While memorizing vocabulary is not the end-all and be-all of language learning, it constitutes a huge chunk of the work you will be doing. After all, you’ll need to build up a huge reserve of the different words used in the language if you’re going to interact using it.
Assuming you’re an English speaker, then you’re in an enviable position when it comes to learning Spanish: the two languages share a lot of vocabulary items in common, making it just a bit easier to build up your stock. Spanish is a direct descendant of Latin, after all, which also happens to be the source for many English words.
Cognates (words that are similar and have a common origin) are common in the two languages, so some words you already know in English will also end up being useful to you in Spanish. However, you will need to watch out — language evolves and words that started out as cognates in English and Spanish may have turned into something else entirely over time. As a rule, don’t assume a word that looks like a cognate you encounter in Spanish automatically means the same thing in English. Check you dictionary (or whatever resource you’re using) to be sure.

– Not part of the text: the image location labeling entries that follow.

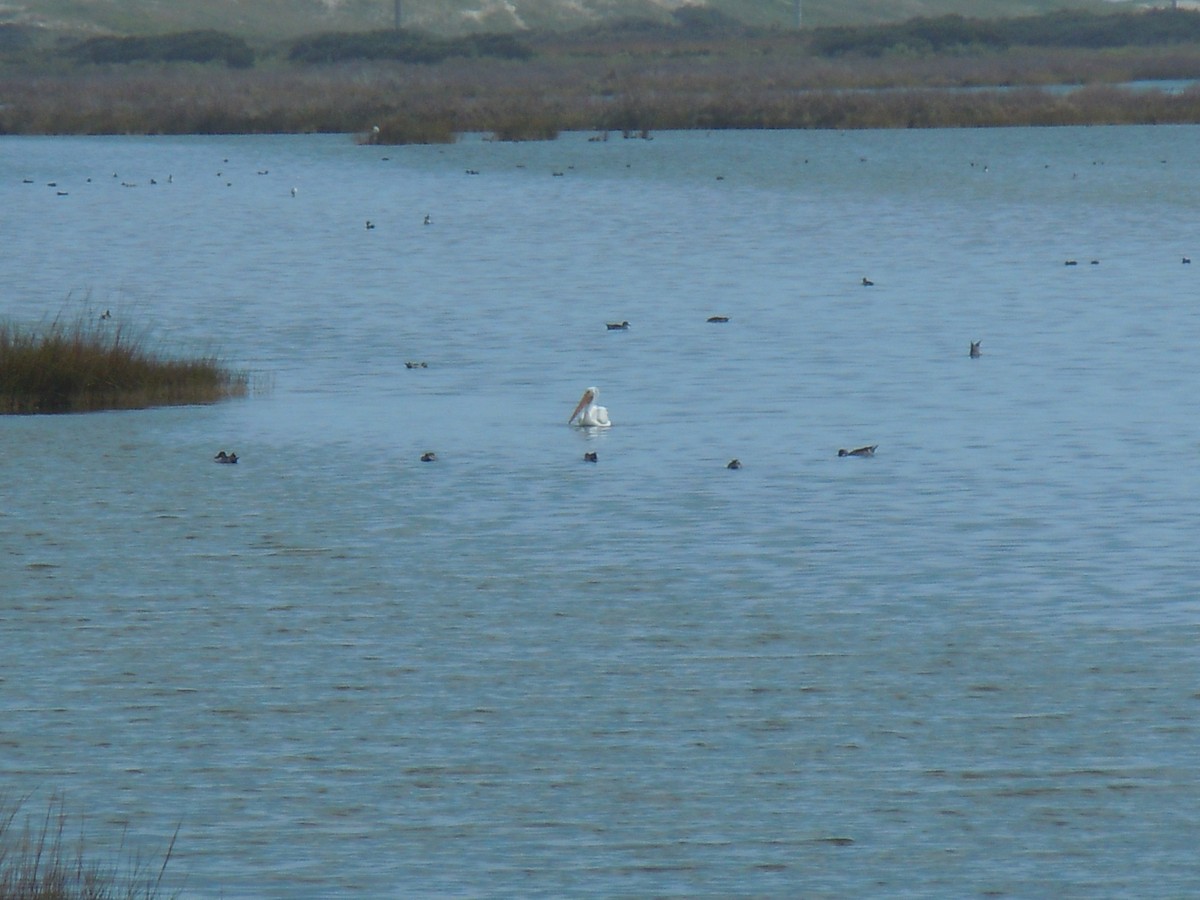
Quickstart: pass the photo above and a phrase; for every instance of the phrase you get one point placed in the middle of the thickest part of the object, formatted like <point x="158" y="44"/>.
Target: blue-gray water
<point x="965" y="666"/>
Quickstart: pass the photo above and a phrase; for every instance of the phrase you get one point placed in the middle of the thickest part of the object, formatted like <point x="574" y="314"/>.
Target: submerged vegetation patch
<point x="88" y="366"/>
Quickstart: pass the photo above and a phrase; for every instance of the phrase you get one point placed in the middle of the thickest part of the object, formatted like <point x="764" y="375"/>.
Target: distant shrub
<point x="15" y="37"/>
<point x="401" y="47"/>
<point x="181" y="47"/>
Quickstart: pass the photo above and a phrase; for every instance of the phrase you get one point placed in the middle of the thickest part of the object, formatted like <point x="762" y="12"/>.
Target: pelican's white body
<point x="591" y="415"/>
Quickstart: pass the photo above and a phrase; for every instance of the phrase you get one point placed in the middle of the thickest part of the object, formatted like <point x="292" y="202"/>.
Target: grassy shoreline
<point x="93" y="365"/>
<point x="520" y="102"/>
<point x="37" y="864"/>
<point x="947" y="72"/>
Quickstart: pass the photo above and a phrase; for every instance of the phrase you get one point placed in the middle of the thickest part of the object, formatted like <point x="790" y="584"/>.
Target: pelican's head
<point x="588" y="399"/>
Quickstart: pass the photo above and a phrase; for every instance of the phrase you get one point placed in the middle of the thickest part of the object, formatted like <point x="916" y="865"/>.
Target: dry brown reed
<point x="85" y="366"/>
<point x="772" y="85"/>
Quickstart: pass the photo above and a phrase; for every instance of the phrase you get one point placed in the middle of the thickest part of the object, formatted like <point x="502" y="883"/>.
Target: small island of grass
<point x="89" y="366"/>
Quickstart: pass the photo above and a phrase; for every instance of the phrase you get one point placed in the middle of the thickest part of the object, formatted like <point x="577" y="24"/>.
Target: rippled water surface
<point x="965" y="666"/>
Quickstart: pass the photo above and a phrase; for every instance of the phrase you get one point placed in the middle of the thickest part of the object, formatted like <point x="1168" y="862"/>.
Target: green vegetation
<point x="402" y="47"/>
<point x="36" y="864"/>
<point x="271" y="21"/>
<point x="94" y="365"/>
<point x="186" y="47"/>
<point x="947" y="34"/>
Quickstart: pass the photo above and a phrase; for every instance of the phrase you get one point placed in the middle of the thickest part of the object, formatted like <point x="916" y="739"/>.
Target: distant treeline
<point x="948" y="34"/>
<point x="183" y="47"/>
<point x="402" y="47"/>
<point x="915" y="37"/>
<point x="330" y="47"/>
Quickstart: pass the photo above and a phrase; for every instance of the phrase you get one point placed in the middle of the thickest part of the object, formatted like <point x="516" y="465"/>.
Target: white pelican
<point x="593" y="415"/>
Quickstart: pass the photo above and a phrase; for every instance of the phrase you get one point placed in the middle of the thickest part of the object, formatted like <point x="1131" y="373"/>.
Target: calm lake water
<point x="965" y="666"/>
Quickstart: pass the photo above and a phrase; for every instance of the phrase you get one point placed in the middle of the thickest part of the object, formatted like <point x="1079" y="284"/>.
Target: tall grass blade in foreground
<point x="37" y="864"/>
<point x="88" y="366"/>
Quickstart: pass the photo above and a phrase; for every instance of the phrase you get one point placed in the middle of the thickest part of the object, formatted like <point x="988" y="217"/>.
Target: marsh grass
<point x="91" y="365"/>
<point x="40" y="862"/>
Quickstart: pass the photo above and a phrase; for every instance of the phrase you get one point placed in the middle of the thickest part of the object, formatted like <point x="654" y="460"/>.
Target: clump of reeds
<point x="412" y="129"/>
<point x="88" y="366"/>
<point x="36" y="863"/>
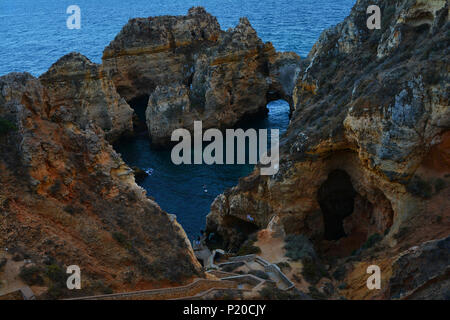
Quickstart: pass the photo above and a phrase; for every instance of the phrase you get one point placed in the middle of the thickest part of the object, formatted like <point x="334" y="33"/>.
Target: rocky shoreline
<point x="368" y="137"/>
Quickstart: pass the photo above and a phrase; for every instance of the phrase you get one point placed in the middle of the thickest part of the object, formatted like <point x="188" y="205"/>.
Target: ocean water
<point x="33" y="35"/>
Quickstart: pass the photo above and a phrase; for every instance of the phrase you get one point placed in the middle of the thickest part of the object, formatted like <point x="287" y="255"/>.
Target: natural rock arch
<point x="336" y="197"/>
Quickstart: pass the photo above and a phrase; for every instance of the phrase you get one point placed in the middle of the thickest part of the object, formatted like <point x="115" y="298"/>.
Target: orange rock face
<point x="191" y="70"/>
<point x="375" y="110"/>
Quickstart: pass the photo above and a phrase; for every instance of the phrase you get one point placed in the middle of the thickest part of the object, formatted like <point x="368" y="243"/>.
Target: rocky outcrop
<point x="80" y="92"/>
<point x="368" y="137"/>
<point x="68" y="199"/>
<point x="192" y="70"/>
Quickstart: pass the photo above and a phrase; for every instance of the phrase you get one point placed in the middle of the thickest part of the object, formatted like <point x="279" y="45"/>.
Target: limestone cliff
<point x="67" y="198"/>
<point x="192" y="70"/>
<point x="80" y="92"/>
<point x="366" y="154"/>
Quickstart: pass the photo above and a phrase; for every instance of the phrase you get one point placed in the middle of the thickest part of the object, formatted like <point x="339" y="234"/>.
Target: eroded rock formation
<point x="192" y="70"/>
<point x="79" y="92"/>
<point x="67" y="198"/>
<point x="372" y="104"/>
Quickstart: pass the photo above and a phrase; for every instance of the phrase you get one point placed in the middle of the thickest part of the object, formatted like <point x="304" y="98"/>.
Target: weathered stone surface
<point x="192" y="70"/>
<point x="67" y="198"/>
<point x="374" y="104"/>
<point x="80" y="92"/>
<point x="422" y="272"/>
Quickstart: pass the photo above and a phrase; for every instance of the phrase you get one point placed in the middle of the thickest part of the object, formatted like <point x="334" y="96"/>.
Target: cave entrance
<point x="336" y="198"/>
<point x="139" y="105"/>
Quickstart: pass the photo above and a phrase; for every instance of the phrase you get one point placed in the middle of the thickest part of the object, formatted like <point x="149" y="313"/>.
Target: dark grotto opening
<point x="336" y="198"/>
<point x="139" y="105"/>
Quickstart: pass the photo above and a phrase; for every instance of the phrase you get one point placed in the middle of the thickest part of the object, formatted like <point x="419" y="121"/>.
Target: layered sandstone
<point x="67" y="198"/>
<point x="192" y="70"/>
<point x="366" y="151"/>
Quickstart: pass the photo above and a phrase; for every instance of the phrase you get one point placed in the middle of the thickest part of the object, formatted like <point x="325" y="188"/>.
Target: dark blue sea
<point x="33" y="35"/>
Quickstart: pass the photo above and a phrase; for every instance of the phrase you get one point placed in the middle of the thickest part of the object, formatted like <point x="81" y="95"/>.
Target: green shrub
<point x="339" y="273"/>
<point x="122" y="239"/>
<point x="271" y="292"/>
<point x="260" y="274"/>
<point x="420" y="188"/>
<point x="248" y="248"/>
<point x="299" y="247"/>
<point x="6" y="126"/>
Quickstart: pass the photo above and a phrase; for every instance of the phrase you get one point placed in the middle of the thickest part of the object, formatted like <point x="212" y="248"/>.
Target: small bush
<point x="6" y="126"/>
<point x="316" y="294"/>
<point x="260" y="274"/>
<point x="284" y="265"/>
<point x="271" y="292"/>
<point x="31" y="275"/>
<point x="299" y="247"/>
<point x="340" y="272"/>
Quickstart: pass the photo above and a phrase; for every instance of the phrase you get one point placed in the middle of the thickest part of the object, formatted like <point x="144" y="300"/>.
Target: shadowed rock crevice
<point x="194" y="71"/>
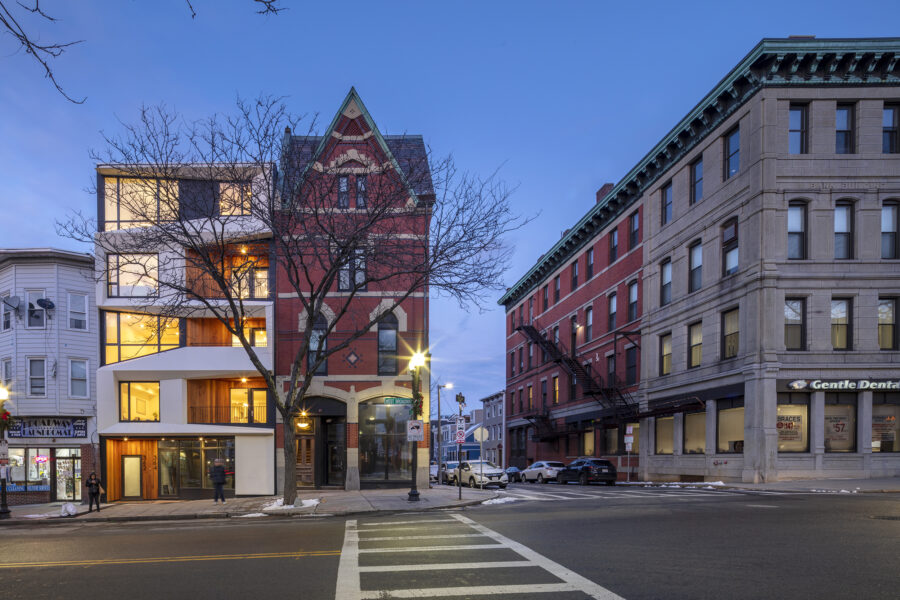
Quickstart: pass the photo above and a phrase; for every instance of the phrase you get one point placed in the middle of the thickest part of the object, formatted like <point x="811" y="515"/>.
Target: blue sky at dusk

Want to quickly boost your vocabulary stock? Then look for cognates. Some materials will cover them exclusively as a chapter, so you can quickly add dozens of new yet familiar words to your Spanish vocabulary.
Memorizing words one by one is rarely the most enjoyable way to build up your vocabulary. However, it’s how many of us have gotten by in school and if you’re used to it (i.e. it works for you) then it’s just as good a way as any to build up your vocabulary.
A big caveat, though: when you memorize a bunch of words for the sake of memorizing them, they rarely stick. Most of the time, memorizing works better when you use the vocabulary item. In school, for instance, you memorize something and get tested on it, effectively requiring you to apply what you’ve committed to memory. With vocabulary items, try to memorize one word and then apply it immediately, by constructing sentences using it or some other real-world application. As a minimum, try to use it three times either in actual or practice conversations — often, that’s enough to get it to stick.
Many people have developed different techniques to help them memorize vocabulary. Here are some we recommend:
1. Memorizing related words together. Grouping words adds context that makes them easier to remember. That’s why many instructors teach new words this way: for instance, they’ll teach students the words for parts of a face (eyes, ears, nose, etc.) at the same time.
2. Word a day. Sure, this isn’t the fastest way to memorize either, but it’s very effective. One new word everyday keeps things very manageable, with just one word to commit to memory and an entire day to find opportunities to use it.
3. Learn what you’ll use. Identify which words you’re likely to need and learn those first. If you’re in a Spanish-speaking country, for instance, and are planning a trip to the market, then it will be smart to learn words and phrases that you will be using while there. Inquiring about the price of items, asking for markdowns and asking for where a specific item can be bought will likely be very useful to you, so learn those instead of anything else. When you study what you’ll use, it becomes easier to imagine applying the vocabulary items, as their usefulness is immediately tangible.
4. Learn the use of suffixes and prefixes early on. Doing this allows you to expand your repertoire of vocabulary items even with a limited amount of words in your arsenal. Prefixes in Spanish are particularly easy, since a lot of them are similar to what we use in English. When you learn a new word then, try to learn the different prefixes and suffixes that can be used with each. This will allow you to add a lot of depth to your speaking without a lot of memorizing necessary.
5. Use new vocabulary items in your head. You know how you’re told to “think” in the target language? Yes, that’s one of the most important things you can integrate in your language learning toolbox. In vocabulary building, you can use this tool by mentally using the new vocabulary items you learn and integrating them into your internal dialogue. Chances are, you’re already entertaining thousands of these in-your-head talks everyday — doing this merely directs it in a conscious manner.
Choosing Words To Learn
Don’t pick up a dictionary and memorize it cover to cover — that’s just being silly. Instead, rely on your materials to choose which words to learn first. If you’re not using a book or a software, then use the technique above of grouping related words together.
We also suggest picking up a newspaper in the target language (many should be available online) and using them to find new words to learn. Most news articles are written with common language — the same type people will be using in normal conversation. Any time you encounter a new word, look it up and do whatever techniques you use to commit it to memory.
How Many Vocabulary Items?
Something almost all learners want to know is how many words they need to commit to memory before being functional in a language. The answer, in all honesty, is always the same: it depends.
What do you want to do with the language? If all you need is to survive a week in Spain that’s mostly spent relaxing by the poolside in a resort hotel, you can probably get away with a minimum amount of vocabulary, along with a little knowledge of basic grammar and sentence construction. Heck, if you never leave the hotel, you may need no Spanish whatsoever.